COP26: Canada, U.S. commit to stop funding fossil fuel projects abroad
Global News
Canada and the United States are joining 18 other nations pledging to stop funding global fossil fuel projects in an effort to limit the impacts of climate change.
The United States, Canada and 18 other countries committed at the COP26 climate summit on Thursday to stop public financing for fossil fuel projects abroad by the end of next year, and steer their spending into clean energy instead.
Campaigners called the commitment a “historic” step in turning off the funding taps for fossil fuel projects. But it did not include major Asian countries responsible for the bulk of such financing abroad.
By covering all fossil fuels, including oil and gas, the deal goes further than a pledge made by G20 countries this year to halt overseas financing for just coal.

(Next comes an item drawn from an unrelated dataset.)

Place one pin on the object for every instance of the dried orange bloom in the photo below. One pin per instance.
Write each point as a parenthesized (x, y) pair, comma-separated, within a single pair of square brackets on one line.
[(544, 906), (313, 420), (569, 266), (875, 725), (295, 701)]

The 20 countries that signed the pledge include Denmark, Italy, Finland, Costa Rica, Ethiopia, Gambia, New Zealand and the Marshall Islands, plus five development institutions including the European Investment Bank and the East African Development Bank.
“We will end new direct public support for the international unabated fossil fuel energy sector by the end of 2022,” they said in a declaration.
That would cover coal, oil and gas projects that are “unabated” – meaning that they burn fossil fuels without using technology to capture the resulting CO2 emissions.
The deal allowed for exemptions in unspecified “limited” circumstances, which it said must be consistent with the Paris Agreement’s target to cap global warming at 1.5C.
Countries that signed the pledge together invested nearly US$18 billion on average each year in international fossil fuel projects from 2016-2020, according to analysis by non-profit Oil Change International.